Design of experiments in H2I#

One of the key features of H2Integrate is the ability to perform a design of experiments (DOE) for hybrid energy systems.

The design of experiments process uses the driver_config.yaml file to define the design sweep, including the design variables, constraints, and objective functions. Detailed information on setting up the driver_config.yaml file can be found here

Driver config file#

The driver config file defines the analysis type and the optimization or design of experiments settings. For completeness, here is an example of a driver config file for a design of experiments problem:

name: "driver_config"
description: "Runs a design sweep"

general:
  folder_output: outputs

driver:
  design_of_experiments:
    flag: True
    generator: "csvgen" #type of generator to use
    filename: "" #this input is specific to the "csvgen" generator
    debug_print: False

design_variables:
  solar:
    capacity_kWdc:
      flag: true
      lower: 5000.0
      upper: 5000000.0
      units: "kW"
  electrolyzer:
    n_clusters:
      flag: true
      lower: 1
      upper: 25
      units: "unitless"

constraints: #constraints are not used within the design of experiments run
# but are accessible in the recorder file as constraint variables

objective: #the objective is not used within the design of experiments run
# but is accessible in the recorder file as the objective
  name: finance_subgroup_hydrogen.LCOH

recorder:
  file: "cases.sql"
  flag: True
  includes: ["*"]
  excludes: ['*_resource*']

Types of Generators#

H2Integrate currently supports the following types of generators:

Documentation for each generator type can be found on OpenMDAO's documentation page.

Uniform#

driver:
  design_of_experiments:
    flag: True
    generator: "uniform" #type of generator to use
    num_samples: 10 #input is specific to this generator
    seed: #input is specific to this generator

FullFactorial#

driver:
  design_of_experiments:
    flag: True
    generator: "fullfact" #type of generator to use
    levels: 2 #input is specific to this generator

The levels input is the number of evenly spaced levels between each design variable lower and upper bound.

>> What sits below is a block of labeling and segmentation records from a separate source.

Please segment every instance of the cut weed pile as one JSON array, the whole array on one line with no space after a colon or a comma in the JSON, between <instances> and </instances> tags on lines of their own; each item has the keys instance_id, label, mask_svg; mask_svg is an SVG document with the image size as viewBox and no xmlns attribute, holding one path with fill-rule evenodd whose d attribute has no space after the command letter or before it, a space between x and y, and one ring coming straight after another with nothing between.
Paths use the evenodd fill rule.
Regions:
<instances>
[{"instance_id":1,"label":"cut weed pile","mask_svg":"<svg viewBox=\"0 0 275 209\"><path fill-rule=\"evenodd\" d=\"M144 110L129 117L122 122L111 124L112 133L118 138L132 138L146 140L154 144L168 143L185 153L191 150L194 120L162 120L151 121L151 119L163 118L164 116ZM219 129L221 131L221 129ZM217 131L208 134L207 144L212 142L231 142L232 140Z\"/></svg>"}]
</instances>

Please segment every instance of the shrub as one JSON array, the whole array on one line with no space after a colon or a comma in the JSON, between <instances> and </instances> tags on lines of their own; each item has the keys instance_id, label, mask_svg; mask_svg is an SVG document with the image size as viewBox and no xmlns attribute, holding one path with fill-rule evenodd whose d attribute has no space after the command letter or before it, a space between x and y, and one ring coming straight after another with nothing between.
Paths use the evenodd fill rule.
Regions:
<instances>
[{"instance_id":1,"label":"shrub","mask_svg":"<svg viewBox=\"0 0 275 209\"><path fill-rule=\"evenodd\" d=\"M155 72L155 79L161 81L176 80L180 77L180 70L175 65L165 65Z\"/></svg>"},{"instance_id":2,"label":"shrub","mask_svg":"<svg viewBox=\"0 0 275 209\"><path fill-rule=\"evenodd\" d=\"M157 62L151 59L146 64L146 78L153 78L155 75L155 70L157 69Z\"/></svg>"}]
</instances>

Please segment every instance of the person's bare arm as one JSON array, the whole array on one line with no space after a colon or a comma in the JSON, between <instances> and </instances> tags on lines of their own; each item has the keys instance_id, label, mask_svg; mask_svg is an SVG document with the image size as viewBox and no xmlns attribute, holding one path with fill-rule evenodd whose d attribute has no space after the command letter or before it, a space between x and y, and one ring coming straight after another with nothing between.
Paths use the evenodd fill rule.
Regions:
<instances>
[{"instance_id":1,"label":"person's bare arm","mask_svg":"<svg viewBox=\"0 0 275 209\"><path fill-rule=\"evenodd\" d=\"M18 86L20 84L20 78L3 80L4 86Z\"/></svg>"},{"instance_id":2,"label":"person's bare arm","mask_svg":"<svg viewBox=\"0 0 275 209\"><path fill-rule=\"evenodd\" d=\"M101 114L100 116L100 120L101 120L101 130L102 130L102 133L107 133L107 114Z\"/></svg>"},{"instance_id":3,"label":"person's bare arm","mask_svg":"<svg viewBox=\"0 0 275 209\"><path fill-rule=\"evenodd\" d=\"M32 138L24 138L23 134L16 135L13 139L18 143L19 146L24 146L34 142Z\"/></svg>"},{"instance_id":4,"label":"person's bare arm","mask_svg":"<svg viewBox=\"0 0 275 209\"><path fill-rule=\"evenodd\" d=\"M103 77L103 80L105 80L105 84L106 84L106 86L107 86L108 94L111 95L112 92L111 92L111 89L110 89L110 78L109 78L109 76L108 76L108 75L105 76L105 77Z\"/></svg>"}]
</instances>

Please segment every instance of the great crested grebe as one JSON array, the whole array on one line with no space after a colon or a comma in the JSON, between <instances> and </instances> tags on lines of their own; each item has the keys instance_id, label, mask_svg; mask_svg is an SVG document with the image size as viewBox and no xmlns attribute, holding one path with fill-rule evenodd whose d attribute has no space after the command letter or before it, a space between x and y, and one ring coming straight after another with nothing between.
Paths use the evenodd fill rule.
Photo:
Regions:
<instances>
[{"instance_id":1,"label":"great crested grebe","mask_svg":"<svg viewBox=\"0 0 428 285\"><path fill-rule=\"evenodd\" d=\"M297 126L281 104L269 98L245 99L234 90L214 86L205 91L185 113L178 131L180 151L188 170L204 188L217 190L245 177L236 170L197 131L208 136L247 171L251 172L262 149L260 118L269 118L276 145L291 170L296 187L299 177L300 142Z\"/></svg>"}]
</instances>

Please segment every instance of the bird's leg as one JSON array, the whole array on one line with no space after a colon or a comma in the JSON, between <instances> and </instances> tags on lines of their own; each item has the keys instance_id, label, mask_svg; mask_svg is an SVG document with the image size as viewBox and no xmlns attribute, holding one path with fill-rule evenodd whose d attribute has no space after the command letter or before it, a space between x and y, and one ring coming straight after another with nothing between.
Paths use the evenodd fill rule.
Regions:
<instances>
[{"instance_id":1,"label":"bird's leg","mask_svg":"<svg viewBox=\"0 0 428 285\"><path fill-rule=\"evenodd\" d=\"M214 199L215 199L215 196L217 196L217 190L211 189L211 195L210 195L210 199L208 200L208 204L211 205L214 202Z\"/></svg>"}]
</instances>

You can check the values that will be used for a specific design variable by running:

import numpy as np
design_variable_values = np.linspace(lower_bound,upper_bound,levels)

PlackettBurman#

driver:
  design_of_experiments:
    flag: True
    generator: "plackettburman" #type of generator to use

BoxBehnken#

driver:
  design_of_experiments:
    flag: True
    generator: "boxbehnken" #type of generator to use

LatinHypercube#

driver:
  design_of_experiments:
    flag: True
    generator: "latinhypercube" #type of generator to use
    num_samples:  10 #input is specific to this generator
    criterion: "center"  #input is specific to this generator
    seed: #input is specific to this generator

CSV#

This method is useful if there are specific combinations of designs variables that you want to sweep. An example is shown here:

driver:
  design_of_experiments:
    flag: True
    generator: "csvgen" #type of generator to use
    filename: "cases_to_run.csv" #input is specific to this generator

The filename input is the filepath to the csv file to read cases from. The first row of the csv file should contain the names of the design variables. The rest of the rows should contain the values of that design variable you want to run (such as solar.capacity_kWdc or electrolyzer.n_clusters). The values in the csv file are expected to be in the same units specified for that design variable.

Note

You should check the csv file for potential formatting issues before running a simulation. This can be done using the check_file_format_for_csv_generator method in h2integrate/core/utilities.py. Usage of this method is shown in the 20_solar_electrolyzer_doe example in the examples folder.